The Justice Department will not pursue the campaign finance charges against former FTX CEO Sam Bankman-Fried, to comply with Bahamian extradition laws, Forbes reports.
A DOJ filing late Wednesday to New York federal judge Lewis Kaplan said it had been informed that the Bahamas “did not intend to extradite the defendant on the campaign contribution count.”
Therefore, the DOJ told Kaplan, U.S. treaty obligations preclude prosecutors from including the campaign contributions count in trial proceedings.
SBF made the second-largest donation to President Joe Biden's presidential campaign, according to details revealed in The Wall Street Journal.
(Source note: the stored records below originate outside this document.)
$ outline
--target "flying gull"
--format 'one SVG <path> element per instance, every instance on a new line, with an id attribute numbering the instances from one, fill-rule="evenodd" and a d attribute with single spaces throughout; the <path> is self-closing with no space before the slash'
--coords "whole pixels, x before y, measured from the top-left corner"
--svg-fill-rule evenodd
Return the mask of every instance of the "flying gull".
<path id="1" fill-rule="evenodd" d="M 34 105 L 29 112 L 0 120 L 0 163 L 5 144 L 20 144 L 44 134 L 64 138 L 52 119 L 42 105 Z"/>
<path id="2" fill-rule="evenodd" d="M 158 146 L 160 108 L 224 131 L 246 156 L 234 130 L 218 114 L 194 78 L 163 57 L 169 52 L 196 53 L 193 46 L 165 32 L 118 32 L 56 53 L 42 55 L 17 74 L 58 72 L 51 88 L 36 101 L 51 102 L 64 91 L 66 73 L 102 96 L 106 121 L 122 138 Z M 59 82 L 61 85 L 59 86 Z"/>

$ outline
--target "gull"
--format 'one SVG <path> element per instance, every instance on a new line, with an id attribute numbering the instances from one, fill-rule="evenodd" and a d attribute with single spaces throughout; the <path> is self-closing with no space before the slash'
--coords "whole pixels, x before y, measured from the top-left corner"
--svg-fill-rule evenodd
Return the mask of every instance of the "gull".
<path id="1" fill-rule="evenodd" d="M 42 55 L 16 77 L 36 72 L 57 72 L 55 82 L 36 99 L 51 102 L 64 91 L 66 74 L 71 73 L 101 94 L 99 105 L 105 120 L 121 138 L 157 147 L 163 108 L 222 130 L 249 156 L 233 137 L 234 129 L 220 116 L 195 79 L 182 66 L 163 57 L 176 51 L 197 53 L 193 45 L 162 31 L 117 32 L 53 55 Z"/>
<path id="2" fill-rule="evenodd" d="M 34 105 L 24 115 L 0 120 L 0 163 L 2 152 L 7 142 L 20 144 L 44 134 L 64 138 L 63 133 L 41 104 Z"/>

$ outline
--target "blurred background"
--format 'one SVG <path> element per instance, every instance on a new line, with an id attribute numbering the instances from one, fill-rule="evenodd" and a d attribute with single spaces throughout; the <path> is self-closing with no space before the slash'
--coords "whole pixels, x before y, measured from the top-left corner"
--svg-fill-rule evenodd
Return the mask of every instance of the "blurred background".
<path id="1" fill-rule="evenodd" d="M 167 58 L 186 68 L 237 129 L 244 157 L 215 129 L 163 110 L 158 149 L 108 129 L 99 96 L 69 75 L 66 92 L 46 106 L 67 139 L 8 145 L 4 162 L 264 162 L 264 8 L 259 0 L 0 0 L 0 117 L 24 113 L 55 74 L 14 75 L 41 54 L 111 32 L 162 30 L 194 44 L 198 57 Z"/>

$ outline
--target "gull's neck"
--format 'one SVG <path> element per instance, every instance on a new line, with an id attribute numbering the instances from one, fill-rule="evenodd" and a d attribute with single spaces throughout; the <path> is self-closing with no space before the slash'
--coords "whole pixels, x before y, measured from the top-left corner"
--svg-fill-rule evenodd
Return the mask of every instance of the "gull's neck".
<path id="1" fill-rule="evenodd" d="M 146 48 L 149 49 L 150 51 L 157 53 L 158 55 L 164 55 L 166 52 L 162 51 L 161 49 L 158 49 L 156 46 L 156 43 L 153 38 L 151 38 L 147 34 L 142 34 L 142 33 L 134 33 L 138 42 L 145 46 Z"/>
Bankman-Fried and other FTX executives spent at least $1 million on political contributions in the weeks before the company’s bankruptcy, including a large donation to Senate Republican leadership, according to Roll Call.
The DOJ made the filing hours after the judge put a gag order on Bankman-Fried after prosecutors said the former cryptocurrency billionaire leaked writings from his former business partner and girlfriend Caroline Ellison to The New York Times.
The dismissal of the campaign finance charges against Bankman-Fried follow DOJ’s temporarily dropping five additional charges against him in June—including bank fraud, running an unlicensed money-transmitting business and bribery—to give SBF’s attorneys a chance to fight them.
The terms of SBF’s extradition from the Bahamas in December included eight original counts but require the Bahamian government to approve any further charges against the accused fraudster.
In May, SBF’s lawyers asked the court to dismiss the most serious criminal charges against him, calling them “dramatic” and saying they turned “civil and regulatory issues into federal crimes.”
In addition, Bankman-Fried’s attorneys blamed the collapse of FTX, once valued at $32 billion, on the “crypto winter” of 2022.
Kaplan responded to the request late last month, calling them “either moot or without merit.”